Fast forward to today, when Huaxin’s hunt for investors comes as it has struggled to pay out on maturing trust products amid growing stress on its corporate borrowers. As of Thursday, the trust firm had only repaid four products that matured recently, and extended repayment on 23 products, with the earliest coming due in September, according to its website. Huaxin Trust said in announcements on its website that enterprises had failed to repay the principal and interest on the products forcing the company to extend the repayment dates as allowed in the terms and conditions of the trust products sold to investors.
In essence, the repackager of high-yielding debt was pushing off blame on what may soon be a cascade of falling dominoes on companies it had lent money to.
The company also said that in addition to looking for strategic investors it is speeding up efforts to offload some of its underlying trust assets and its own assets, adding that any money raised through these liquidations would be used to repay investors in its trust products.

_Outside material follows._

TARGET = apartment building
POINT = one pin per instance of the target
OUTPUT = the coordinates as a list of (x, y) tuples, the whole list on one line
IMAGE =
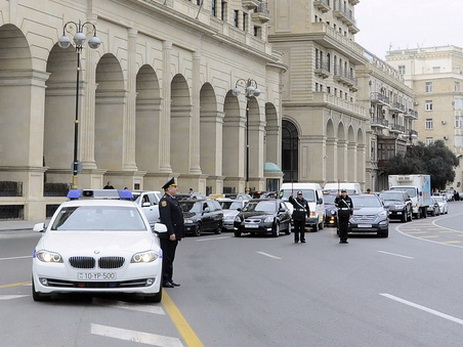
[(392, 116), (157, 98), (436, 76), (324, 128)]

Meanwhile, there has been growing speculation that Huaxin Trust may have had funds embezzled by its largest shareholder, but the company put out a statement on Nov. 10 denying that its largest shareholder had used or embezzled funds from the firm and saying that Huaxin Huitong “continued to give liquidity support to aid the company.”
At the end of last year, Huaxin Trust had about 61.6 billion yuan of trust assets under management, according to its 2019 annual report but that had fallen to about 49.2 billion yuan by the end of June, according to Tuesday’s strategic investment statement.
In short, Huaxin Trust is the latest trust firm and “shadow bank” to run into trouble in a sector already reeling from the effects of a crackdown on shadow banking and an economic slowdown exacerbated by the coronavirus pandemic. Among them are Sichuan Trust Co. which has failed to repay investors more than 20 billion yuan, and Shanghai-listed Anxin Trust Co. once the darling of the trust sector, which collapsed last year and was found to have a “modest” 50 billion yuan black hole on its books.
The total assets in China’s shadow bank sector have shrunk consistently since peaking in early 2018 as Beijing focused on aggressively limiting the amount of high-yielding debt issued by the sector.
However, with tens of trillions in yuan-denominated debt still outstanding within this loosely regulated offshoot of China’s financial system, which still represents a last-ditch option for liquidity-challenged companies, as China’s economy continues to shrink from the consequences of the pandemic regardless of the rosy and goalseeked data that Beijing is publishing on a monthly basis to convince the world – and China’s massive depositor base – that all is well, we expect after the initial round of early tremors to hit China’s trust companies such as Huaxin, the real shock to China’s financial system is yet to come.